It’s widely thought that the financial sector should be on the front lines in the fight against climate change, not only because of “climate-related financial risk” but also because they’re responsible for incorporating sustainability into their own portfolio.
There’s been a surge in green labeled-issuances, e.g. Green bonds, but there is insufficient transparency in regards to what the money is used for and, therefore, the bonds aren’t necessarily always green or don’t always provide additional green value.
Green bonds also lack standardization, which makes it difficult to determine if the bonds are effectively green or not.
According to an FT article, bankers have defended issuers against the ‘greenwashing’ accusations, saying that “while green bonds may be an imperfect weapon in attacking climate change, they can still help to move companies in a cleaner direction”.
“The boundaries of what can reasonably be called green have been tested a few times,” said Johanna Kob, Head of Responsible Investment at insurance group Zurich, adding that greenwashing, in her view, does not happen often.
“The world is not black and white,” claimed Kjerstin Braathen, head of Norwegian financial services group NDB. “It is not going to be green or brown. It is really a broader part of the full business environment that has to transition into a new world.”
To solve this, the EU and the International Organization for Standardization are both preparing a Green Bond Standard based on existing principles; the International Capital Markets Association has also established voluntary guidelines.
New costly regulatory fulfillment apart, would a new standardization really be enough to see some effective changes, and more importantly, would it be convenient for the issuers and investors?
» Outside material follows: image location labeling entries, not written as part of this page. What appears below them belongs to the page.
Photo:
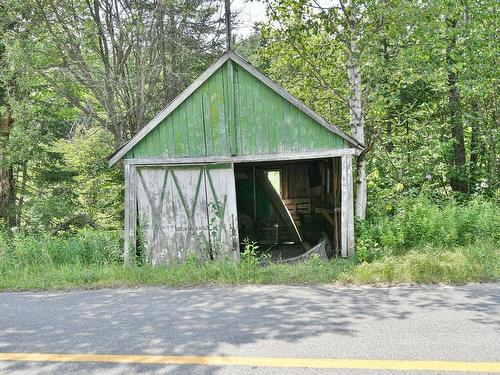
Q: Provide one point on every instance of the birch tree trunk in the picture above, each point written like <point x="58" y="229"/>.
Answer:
<point x="7" y="188"/>
<point x="356" y="110"/>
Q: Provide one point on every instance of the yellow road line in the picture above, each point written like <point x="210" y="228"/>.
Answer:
<point x="329" y="363"/>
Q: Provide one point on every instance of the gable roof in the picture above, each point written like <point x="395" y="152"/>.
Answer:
<point x="120" y="152"/>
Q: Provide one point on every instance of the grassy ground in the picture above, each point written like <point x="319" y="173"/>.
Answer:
<point x="471" y="263"/>
<point x="421" y="242"/>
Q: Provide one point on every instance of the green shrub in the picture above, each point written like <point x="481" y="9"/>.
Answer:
<point x="418" y="222"/>
<point x="87" y="248"/>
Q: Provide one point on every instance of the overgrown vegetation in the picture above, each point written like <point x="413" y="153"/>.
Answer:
<point x="421" y="243"/>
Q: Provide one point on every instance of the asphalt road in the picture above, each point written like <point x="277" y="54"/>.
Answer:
<point x="433" y="323"/>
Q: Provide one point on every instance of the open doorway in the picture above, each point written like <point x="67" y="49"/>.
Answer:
<point x="290" y="206"/>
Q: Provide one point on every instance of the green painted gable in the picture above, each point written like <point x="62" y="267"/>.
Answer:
<point x="234" y="113"/>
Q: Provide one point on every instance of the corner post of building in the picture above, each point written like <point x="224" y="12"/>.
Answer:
<point x="347" y="207"/>
<point x="130" y="214"/>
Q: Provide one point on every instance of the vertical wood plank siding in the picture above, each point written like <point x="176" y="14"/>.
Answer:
<point x="233" y="113"/>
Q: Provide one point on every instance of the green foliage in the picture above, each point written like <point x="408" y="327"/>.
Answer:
<point x="87" y="248"/>
<point x="249" y="255"/>
<point x="419" y="222"/>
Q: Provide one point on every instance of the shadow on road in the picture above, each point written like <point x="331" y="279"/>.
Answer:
<point x="203" y="320"/>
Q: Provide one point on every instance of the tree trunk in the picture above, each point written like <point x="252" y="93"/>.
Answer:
<point x="458" y="180"/>
<point x="475" y="144"/>
<point x="357" y="115"/>
<point x="7" y="187"/>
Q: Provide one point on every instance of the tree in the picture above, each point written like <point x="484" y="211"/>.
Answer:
<point x="120" y="62"/>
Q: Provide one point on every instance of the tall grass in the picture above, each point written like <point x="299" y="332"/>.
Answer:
<point x="86" y="248"/>
<point x="423" y="243"/>
<point x="418" y="222"/>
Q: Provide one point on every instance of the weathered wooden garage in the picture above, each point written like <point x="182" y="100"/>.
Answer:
<point x="235" y="156"/>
In this matter, China seems to be far ahead. The Shenzhen Green Finance Committee in China, in partnership with the Energy Blockchain Labs (using IBM Blockchain technology), International Institute of Green Finance, and the China Emissions Exchange are piloting the use of blockchain and IoT chips embedded in green assets to digitize the green certification and verification process.
Data from green assets is collected through IoT, stored in real-time on the blockchain, and converted into financial information.
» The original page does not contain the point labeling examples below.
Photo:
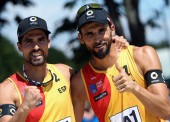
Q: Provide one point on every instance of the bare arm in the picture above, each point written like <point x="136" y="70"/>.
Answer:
<point x="78" y="96"/>
<point x="8" y="95"/>
<point x="66" y="70"/>
<point x="155" y="98"/>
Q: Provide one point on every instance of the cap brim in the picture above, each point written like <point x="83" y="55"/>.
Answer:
<point x="92" y="20"/>
<point x="47" y="31"/>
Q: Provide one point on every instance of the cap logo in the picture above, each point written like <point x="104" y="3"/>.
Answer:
<point x="32" y="19"/>
<point x="154" y="75"/>
<point x="90" y="12"/>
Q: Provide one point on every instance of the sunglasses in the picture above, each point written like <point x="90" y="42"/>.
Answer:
<point x="86" y="7"/>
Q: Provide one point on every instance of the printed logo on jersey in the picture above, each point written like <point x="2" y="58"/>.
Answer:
<point x="100" y="96"/>
<point x="39" y="103"/>
<point x="68" y="119"/>
<point x="56" y="77"/>
<point x="93" y="88"/>
<point x="129" y="115"/>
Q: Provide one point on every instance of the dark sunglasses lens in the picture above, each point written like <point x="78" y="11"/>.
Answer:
<point x="85" y="7"/>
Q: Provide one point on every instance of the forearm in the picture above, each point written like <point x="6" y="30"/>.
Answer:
<point x="159" y="105"/>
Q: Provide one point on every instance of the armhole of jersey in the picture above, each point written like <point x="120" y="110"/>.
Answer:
<point x="51" y="66"/>
<point x="19" y="95"/>
<point x="130" y="50"/>
<point x="84" y="82"/>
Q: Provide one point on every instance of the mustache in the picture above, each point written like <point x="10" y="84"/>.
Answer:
<point x="39" y="50"/>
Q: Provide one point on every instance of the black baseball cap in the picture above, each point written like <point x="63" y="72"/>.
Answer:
<point x="30" y="23"/>
<point x="92" y="14"/>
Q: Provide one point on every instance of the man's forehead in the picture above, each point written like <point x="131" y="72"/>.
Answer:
<point x="92" y="26"/>
<point x="35" y="32"/>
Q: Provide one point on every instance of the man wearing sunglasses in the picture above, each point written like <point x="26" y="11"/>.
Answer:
<point x="39" y="92"/>
<point x="121" y="86"/>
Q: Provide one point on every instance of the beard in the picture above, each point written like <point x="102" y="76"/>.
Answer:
<point x="102" y="53"/>
<point x="37" y="61"/>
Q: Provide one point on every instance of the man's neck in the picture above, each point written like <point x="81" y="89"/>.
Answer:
<point x="107" y="62"/>
<point x="36" y="73"/>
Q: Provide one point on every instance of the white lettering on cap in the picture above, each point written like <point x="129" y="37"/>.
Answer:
<point x="90" y="12"/>
<point x="154" y="75"/>
<point x="32" y="19"/>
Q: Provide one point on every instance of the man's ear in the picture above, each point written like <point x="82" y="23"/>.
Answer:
<point x="113" y="29"/>
<point x="80" y="38"/>
<point x="19" y="46"/>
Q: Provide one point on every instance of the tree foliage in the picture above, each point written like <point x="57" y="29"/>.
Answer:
<point x="10" y="60"/>
<point x="127" y="8"/>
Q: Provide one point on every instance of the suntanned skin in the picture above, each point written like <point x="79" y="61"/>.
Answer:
<point x="34" y="46"/>
<point x="154" y="98"/>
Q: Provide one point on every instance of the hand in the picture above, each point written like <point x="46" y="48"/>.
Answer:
<point x="120" y="42"/>
<point x="122" y="81"/>
<point x="31" y="97"/>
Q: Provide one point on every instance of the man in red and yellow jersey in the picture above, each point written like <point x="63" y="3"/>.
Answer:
<point x="40" y="91"/>
<point x="121" y="86"/>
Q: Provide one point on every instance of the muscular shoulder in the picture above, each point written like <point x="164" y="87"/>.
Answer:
<point x="66" y="70"/>
<point x="146" y="58"/>
<point x="8" y="92"/>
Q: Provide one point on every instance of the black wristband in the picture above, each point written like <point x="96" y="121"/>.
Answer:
<point x="154" y="76"/>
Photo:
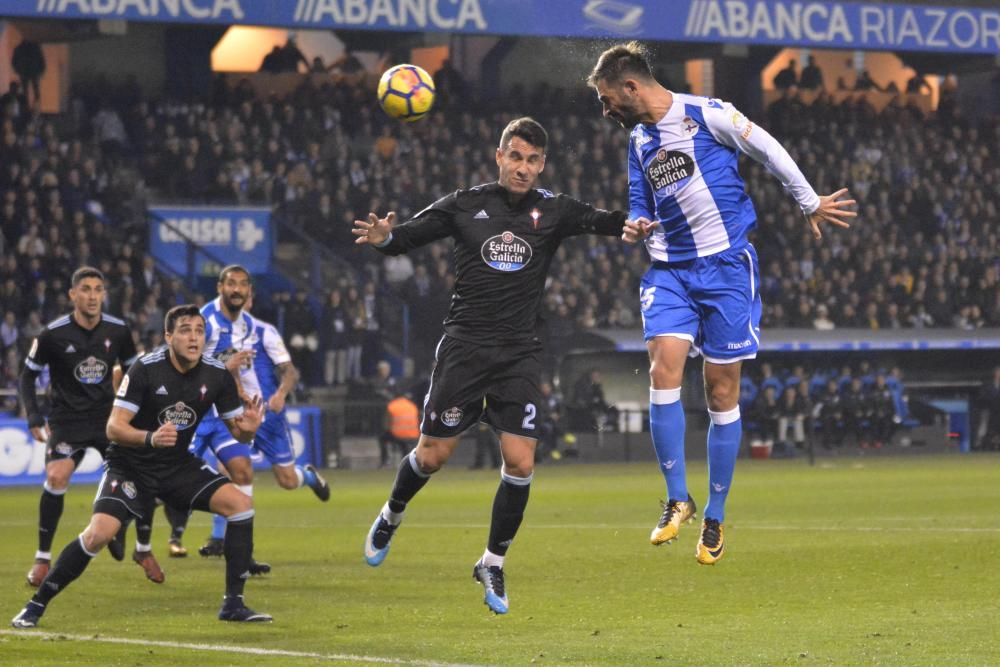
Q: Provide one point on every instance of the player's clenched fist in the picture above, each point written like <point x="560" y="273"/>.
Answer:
<point x="165" y="436"/>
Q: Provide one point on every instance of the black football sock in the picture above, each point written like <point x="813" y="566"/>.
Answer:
<point x="49" y="511"/>
<point x="144" y="527"/>
<point x="508" y="512"/>
<point x="238" y="550"/>
<point x="71" y="563"/>
<point x="177" y="520"/>
<point x="409" y="480"/>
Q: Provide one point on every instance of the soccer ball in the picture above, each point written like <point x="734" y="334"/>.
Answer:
<point x="406" y="92"/>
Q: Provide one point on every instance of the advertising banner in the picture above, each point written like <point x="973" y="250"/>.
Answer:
<point x="848" y="25"/>
<point x="227" y="235"/>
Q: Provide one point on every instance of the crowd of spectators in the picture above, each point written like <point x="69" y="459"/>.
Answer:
<point x="863" y="407"/>
<point x="919" y="255"/>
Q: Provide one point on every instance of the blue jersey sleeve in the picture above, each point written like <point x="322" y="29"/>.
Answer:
<point x="640" y="197"/>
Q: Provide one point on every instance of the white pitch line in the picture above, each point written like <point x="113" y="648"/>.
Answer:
<point x="221" y="648"/>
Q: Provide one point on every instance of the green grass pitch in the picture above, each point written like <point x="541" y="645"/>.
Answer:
<point x="889" y="561"/>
The characteristics of the blockchain meet the financial markets’ requirements for asset information that is trusted and traceable. In parallel, IoT provides real-time access to large quantities of cheap performance data, which makes measuring and tracking the performance of green assets cost-effective and efficient.
Combined, these two technologies can reduce the data-costs and increase investor’s confidence in measuring, labeling and verification of sustainable assets. They can also be used to programmatically update the investors on the proper functioning and actual sustainability of the assets they have previously financed.
Moreover, according to The Economist, investors are also very concerned about “transition risks”. Carbon taxes, tradable emissions permits, and other policies to chivvy along the process of making economies greener by imposing costs on companies.
Having a set of IoT sensors connected to the green assets is key to precisely monitoring, for instance, the amount of CO2 emitted; as well as measuring and managing the transition risk and performing simulations for hypothetical scenarios (e.g. higher expected carbon taxes, etc.)
According to the World Economic Forum, an analysis of more than 640 IoT deployments showed that 84% of existing IoT deployments can address the Sustainable Development Goals, even though the impacts on sustainability were not their main driver.
With estimates that the average annual number of connected IoT devices worldwide will reach 125 billion by 2030, IoT could play a significant role in encouraging financing for sustainable development.
The Bottom Line
Institutional investors, as well as central banks, can influence which project or company will prosper in the future.
Financial institutions, like banks and asset managers, on the other hand, have the responsibility of digesting green asset data and continuously transferring the flow of information to investors.
So, what’s standing between us and the application of IoT throughout the supply chain? Don’t we want to ensure that financial resources are being utilized correctly to add green value?